Earlier this week, Republican National Committee Chairman Reince Priebus released an investigation into the party’s 2012 electoral defeat. The so-called “Growth & Opportunity Project” urges the GOP to expand its outreach to minority groups, including people in the LGBT community. The report notes that while Republicans don’t have to embrace marriage equality or nondiscrimination protections for gay and lesbian people, “we do need to make sure young people do not see the Party as totally intolerant of alternative points of view.”
But on Friday, while trying to explain why gay people should vote for the GOP to MSNBC’s Morning Joe, Priebus used a stunningly tone deaf analogy, saying that he would tell gay people about his own “great marriage” to his wife, with whom he sometimes disagrees.
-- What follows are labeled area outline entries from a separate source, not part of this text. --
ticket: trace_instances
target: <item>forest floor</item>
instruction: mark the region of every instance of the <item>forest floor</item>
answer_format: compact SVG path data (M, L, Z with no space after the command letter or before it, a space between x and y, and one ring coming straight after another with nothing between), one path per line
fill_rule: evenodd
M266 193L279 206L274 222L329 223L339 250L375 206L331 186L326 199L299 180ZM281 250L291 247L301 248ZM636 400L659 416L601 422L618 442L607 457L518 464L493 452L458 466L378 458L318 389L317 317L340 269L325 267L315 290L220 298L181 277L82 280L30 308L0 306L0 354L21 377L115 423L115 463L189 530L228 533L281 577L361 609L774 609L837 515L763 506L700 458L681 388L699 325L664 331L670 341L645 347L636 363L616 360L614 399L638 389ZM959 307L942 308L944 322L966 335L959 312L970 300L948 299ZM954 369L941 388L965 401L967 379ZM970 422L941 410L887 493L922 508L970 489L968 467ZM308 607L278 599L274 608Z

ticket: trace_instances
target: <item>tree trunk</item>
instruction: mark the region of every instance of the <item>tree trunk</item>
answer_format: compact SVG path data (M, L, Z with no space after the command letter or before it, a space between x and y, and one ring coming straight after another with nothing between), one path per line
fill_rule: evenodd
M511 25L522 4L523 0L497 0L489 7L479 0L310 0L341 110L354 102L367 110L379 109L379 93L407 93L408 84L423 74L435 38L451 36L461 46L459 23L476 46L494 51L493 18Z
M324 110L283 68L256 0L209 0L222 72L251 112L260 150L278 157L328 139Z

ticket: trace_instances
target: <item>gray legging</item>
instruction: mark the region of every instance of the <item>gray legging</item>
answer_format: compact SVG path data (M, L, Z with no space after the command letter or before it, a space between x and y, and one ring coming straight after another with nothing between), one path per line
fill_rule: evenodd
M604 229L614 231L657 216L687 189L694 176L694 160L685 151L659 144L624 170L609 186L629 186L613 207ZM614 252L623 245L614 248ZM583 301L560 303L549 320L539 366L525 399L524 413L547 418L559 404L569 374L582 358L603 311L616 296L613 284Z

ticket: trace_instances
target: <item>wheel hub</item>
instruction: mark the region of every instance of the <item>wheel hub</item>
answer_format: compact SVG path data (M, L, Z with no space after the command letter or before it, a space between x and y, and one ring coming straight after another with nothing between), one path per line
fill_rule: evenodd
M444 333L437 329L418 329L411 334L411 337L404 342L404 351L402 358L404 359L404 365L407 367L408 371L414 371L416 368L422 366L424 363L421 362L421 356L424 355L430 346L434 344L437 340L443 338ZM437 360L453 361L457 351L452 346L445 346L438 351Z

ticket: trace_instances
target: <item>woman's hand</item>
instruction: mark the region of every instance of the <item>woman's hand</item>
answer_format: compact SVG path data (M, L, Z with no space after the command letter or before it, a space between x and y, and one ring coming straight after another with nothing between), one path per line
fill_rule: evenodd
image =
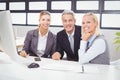
M21 52L20 52L20 56L22 56L22 57L27 57L27 53L26 53L25 51L21 51Z
M93 32L87 32L82 35L82 40L87 41L91 36L93 35Z

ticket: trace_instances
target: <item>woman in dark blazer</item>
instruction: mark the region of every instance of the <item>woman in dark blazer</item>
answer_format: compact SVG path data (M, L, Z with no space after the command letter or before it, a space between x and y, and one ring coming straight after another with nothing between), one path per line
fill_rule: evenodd
M41 56L51 57L56 48L56 36L49 31L50 13L48 11L41 11L39 18L39 28L28 31L23 50L20 55L26 57Z

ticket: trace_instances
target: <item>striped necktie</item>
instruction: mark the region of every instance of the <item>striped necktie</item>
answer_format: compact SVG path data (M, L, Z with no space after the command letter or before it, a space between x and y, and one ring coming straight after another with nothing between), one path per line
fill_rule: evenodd
M73 39L74 39L73 36L69 35L70 47L74 53L74 40Z

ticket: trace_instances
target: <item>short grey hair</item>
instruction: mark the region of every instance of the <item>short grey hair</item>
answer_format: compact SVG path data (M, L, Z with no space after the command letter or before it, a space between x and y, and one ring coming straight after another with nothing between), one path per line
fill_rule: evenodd
M62 16L65 15L65 14L70 14L70 15L72 15L73 17L75 17L75 13L74 13L72 10L64 10L64 11L62 12Z

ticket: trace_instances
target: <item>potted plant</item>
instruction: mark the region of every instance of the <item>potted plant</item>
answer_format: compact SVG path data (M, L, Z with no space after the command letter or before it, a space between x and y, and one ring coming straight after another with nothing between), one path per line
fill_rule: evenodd
M116 37L114 38L114 44L116 44L117 45L117 47L116 47L116 52L118 52L119 51L119 49L120 49L120 32L116 32Z

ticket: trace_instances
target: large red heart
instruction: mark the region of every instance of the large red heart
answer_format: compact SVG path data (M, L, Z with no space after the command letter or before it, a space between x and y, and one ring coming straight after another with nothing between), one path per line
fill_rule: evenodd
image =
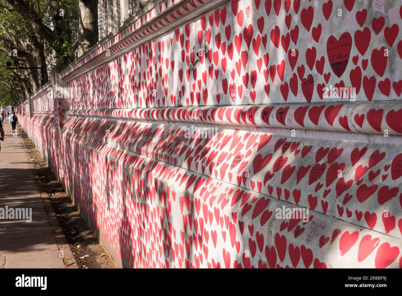
M331 36L327 40L327 54L332 70L340 77L346 69L352 48L352 36L347 32L343 33L338 40Z

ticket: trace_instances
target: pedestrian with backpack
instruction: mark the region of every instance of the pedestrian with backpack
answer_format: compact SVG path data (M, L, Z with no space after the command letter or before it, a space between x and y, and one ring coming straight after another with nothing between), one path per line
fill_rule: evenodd
M17 122L18 121L18 118L17 118L16 115L15 115L15 112L13 111L10 116L10 122L11 123L13 132L15 132L15 126L17 125Z

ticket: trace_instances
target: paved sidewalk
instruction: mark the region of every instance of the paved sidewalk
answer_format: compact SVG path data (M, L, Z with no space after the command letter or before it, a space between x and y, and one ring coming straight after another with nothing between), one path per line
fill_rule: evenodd
M0 208L31 208L32 221L0 217L0 268L65 268L21 138L18 134L13 137L11 126L4 123Z

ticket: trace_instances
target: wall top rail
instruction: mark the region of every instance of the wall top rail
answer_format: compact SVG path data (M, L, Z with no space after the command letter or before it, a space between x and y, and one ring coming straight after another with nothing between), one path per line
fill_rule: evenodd
M228 0L182 0L176 3L168 0L160 4L140 19L128 25L100 46L94 48L84 57L76 61L60 73L62 78L69 81L92 70L94 67L113 60L117 56L148 42L198 14L222 4ZM199 10L199 13L194 12ZM103 42L103 41L102 41Z
M70 115L402 135L394 101L322 104L70 110Z

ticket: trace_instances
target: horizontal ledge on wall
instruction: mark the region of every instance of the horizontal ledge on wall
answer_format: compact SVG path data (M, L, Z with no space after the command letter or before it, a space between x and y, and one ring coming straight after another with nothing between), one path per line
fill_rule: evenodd
M69 82L103 64L151 41L158 36L189 21L228 0L187 0L176 3L150 20L145 16L112 37L93 52L60 73Z
M401 135L395 101L70 110L70 115Z

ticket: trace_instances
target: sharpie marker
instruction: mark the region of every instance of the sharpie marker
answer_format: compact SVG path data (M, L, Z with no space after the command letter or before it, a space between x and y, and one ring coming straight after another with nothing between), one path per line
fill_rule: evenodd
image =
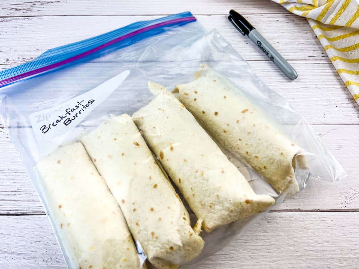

Responding to a question from The Huffington Post’s Sam Stein, the chairman downplayed the disagreements Republicans have with the LGBT community on “one or two things” and stressed that all voters can embrace the party’s strong message on the economy, education, and the military. Then, as if unaware of the GOP’s efforts to prevent gay and lesbian people from marrying, Priebus likened the tiny differences between Republicans and the LGBT community to his strong marital relationship:
STEIN: On the issue of inconclusivity. What would you tell an independent minded gay man who believes the right to marry is a civil right? What would you tell him about why he should vote Republican?
PRIEBUS: I would tell him, look, we might not agree on every single issue but, for the most part, if you look at where we are at in our economy and look at where we are with educational choice and our military positions and positions on a strong defense in our party for the most part, we agree on almost everything and doesn’t make someone a bad Republican. It means we are good Republicans and disagree on one or two things. My God, I don’t agree with my wife on 100 percent of the issues but it doesn’t mean we don’t have a great marriage.
Priebus didn’t mention the the GOP’s decision to spend millions of dollars defending the discriminatory Defense of Marriage Act (DOMA), opposition to federal nondiscrimination laws to protect the LGBT community or marriage equality and observed that the party’s values are “entirely consistent” with those of most gay and lesbian people. “I think it’s a human position to take and I think it’s a decent position to take,” he added.